А то вдруг прихлынуло желание пойти — и ни минуты не медля! — в Слуцк, найти того немца, что задержал мать, что загонял ее в вагон, словно не видя и не слыша, как она ломала руки, и голосила, и упрашивала отпустить ее домой к сыну. Найти и убить. На месте! Да где ты его найдешь? Кто тебе подскажет того самого? Разве фашисты не все одинаковые? Все как есть!
Что же делать?
Об этом и думал Толя, откладывая в сторону очищенные картофелины…
А староста Есип думал о Толе.
С самого утра поглядывал он из-за стойки ворот в сторону Катерининой хаты. Что-то прикидывал, бормотал себе под нос. Отойдет в глубь двора и снова вернется к воротам. Снова зиркнет влево-вправо. А больше — в сторону Катерининой хаты.
Увидел приближавшегося Кондрата. Выждал, пока тот поравняется с ним, окликнул:
— Кондрат, подойди-ка! — и, когда тот подошел, сказал с укором: Что-то ты на мой двор и глядеть не хочешь. Забыл, что ли, как хозяевал тут?
— Забыть не забыл, да, кажется, давно это было. Да и не был я тут хозяином. Работал только. Хозяином была власть…
— Ладно, не будем выяснять. Пошли в хату. Поговорить надо.
В хате Есип сел в угол под образами. Сложил руки на столе. Разнял их, побарабанил пальцами.
— Скажи, Кондрат, может, у тебя что припрятано тут? Может, в чулане или в хлеву закопал что-нибудь, га?
— Да что ты, Есип! В который раз спрашиваешь. Говорил же, что как началась война, в первые же дни все раскупили. Как под метлу. И муку, и сахар, и соль. Одеколон даже — и тот. Я и успел только деньги в сельпо сдать, а тут — немцы, — говорил дядька Кондрат, а про себя думал: "Не из тех ты, сволочь этакая, чтоб до сих пор спокойно сидеть да кишки из меня тянуть расспросами. Давно, поди, перепорол все и под полом, и в хлеву". Помолчав, добавил: — Ящики пустые да бочки только и остались. Я их в чулане замкнул.
— Ты слыхал, что Катерину облава замела? — спросил вдруг Есип.
— Слыхал.
— От кого?
— Не ветер, известно, принес. От людей. Как и ты.

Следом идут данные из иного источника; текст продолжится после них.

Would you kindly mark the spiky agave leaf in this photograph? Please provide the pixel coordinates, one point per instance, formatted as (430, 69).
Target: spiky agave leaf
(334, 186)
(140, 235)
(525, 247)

Всякий раз, когда дядька Кондрат говорил Есипу "ты", у того словно судорога пробегала по лицу. Но дядька Кондрат будто и не замечал этого. Ничего, пусть послушает. Пусть знает, что его лишний десяток лет, его должность и сам он для людей — ноль без палочки. Подумаешь, хозяин над всей деревней объявился!
— Замела облава Катерину. Замела… Заходила она ко мне намедни за справкой. Не помогла моя справка, — будто бы пожалел Есип Катерину.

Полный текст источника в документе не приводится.